Reversed and remanded.NOTES
 Plaintiff also assigns as error: (1) the denial of plaintiff's motion to dismiss two jurors for cause; (2) the giving of defendants' jury instruction relating to the applicable standard of care instead of plaintiff's requested instruction; (3) the overruling of plaintiff's objections to certain testimony by an expert witness and (4) defense counsel's alleged misconduct during closing argument. Because of our disposition of the case, we need not consider (1); (2) and (3) are not well taken; and (4) was not properly preserved.
 For example, at one point during closing argument defense counsel stated:
"And in light of the of the attacks here on the truthfulness and motives of someone like Dr. Chavin, I would just like to suggest to you to consider and observe and remember Dr. Chavin's testimony and his demeanor. Think of his character and his motives as the Court will instruct you. And I would suggest to you that he appears here as an extremely well qualified and in a professional way in explaining everything that he was involved in. And more importantly, he is a very sensitive human being. And as Mr. Ellis so eloquently said in his testimony about going around and checking on obstetricians, one of the most caring doctors that they could find to take care of Raylene.
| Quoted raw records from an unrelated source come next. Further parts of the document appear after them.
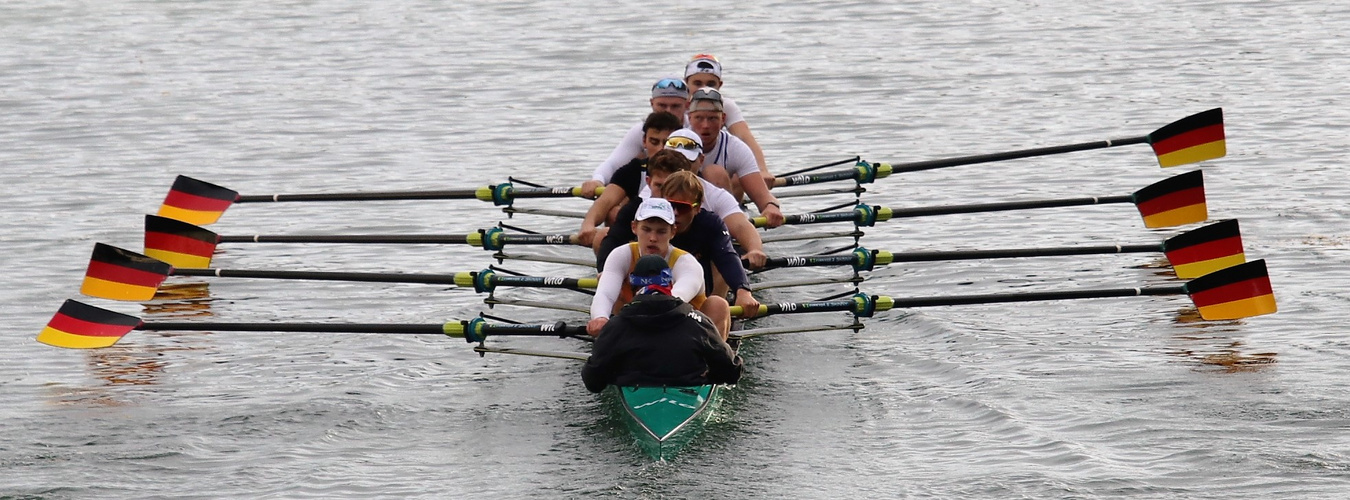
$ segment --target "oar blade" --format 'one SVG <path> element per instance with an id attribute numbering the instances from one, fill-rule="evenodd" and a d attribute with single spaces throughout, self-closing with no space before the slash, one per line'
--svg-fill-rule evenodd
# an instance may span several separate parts
<path id="1" fill-rule="evenodd" d="M 1182 118 L 1148 135 L 1158 166 L 1175 167 L 1228 154 L 1223 133 L 1223 108 Z"/>
<path id="2" fill-rule="evenodd" d="M 103 299 L 146 301 L 155 297 L 155 290 L 171 272 L 173 266 L 163 261 L 96 243 L 80 293 Z"/>
<path id="3" fill-rule="evenodd" d="M 1228 219 L 1168 238 L 1162 245 L 1178 278 L 1199 278 L 1247 262 L 1237 219 Z"/>
<path id="4" fill-rule="evenodd" d="M 1145 227 L 1172 227 L 1204 222 L 1205 179 L 1201 171 L 1155 182 L 1132 195 Z"/>
<path id="5" fill-rule="evenodd" d="M 211 267 L 211 256 L 219 242 L 219 235 L 201 226 L 158 215 L 145 216 L 145 255 L 174 267 Z"/>
<path id="6" fill-rule="evenodd" d="M 97 349 L 116 344 L 141 325 L 140 318 L 67 299 L 37 335 L 37 341 L 67 349 Z"/>
<path id="7" fill-rule="evenodd" d="M 1265 260 L 1206 274 L 1187 282 L 1185 289 L 1207 320 L 1248 318 L 1278 309 Z"/>
<path id="8" fill-rule="evenodd" d="M 159 206 L 159 215 L 192 224 L 214 224 L 238 199 L 239 193 L 232 189 L 180 175 Z"/>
"Now, I'd suggest to you every bit as much as the very own testimony from Mr. Ellis' mouth that Dr. Chavin cared about Raylene Ellis and that if there was any way with any fiber of his body that he could have done more or guessed the situation better and that fate was going to wreak this devastating situation on this wonderful woman, don't you think that he would have done literally anything to prevent that? And I would suggest to you as far as his motives, in questioning him now as to his truthfulness on the stand, that he simply speaks for himself.
"The efforts here to lay the death of Raylene Ellis at the foot of this man are unjustified. Maybe it's a special relationship, a woman and her doctor. We as men do not go into childbirth. Some of us think: Well, gee, there's probably nothing to it. But I'd suggest to you there is some terrific rigors and a knowing of pain that most men will never experience. And that perhaps there is a special situation and when you're thinking about motives of a person and questioning them in this situation, I'd suggest to you Dr. Chavin isn't in this situation for the test tubes or the prestige of what he's doing, he's there because he cares and because he simply it's as simply as that, as one human being to another. And that's all I would ask is that you recall his testimony in looking at him and ask you to consider his motives and what he is about, as you do any other witness."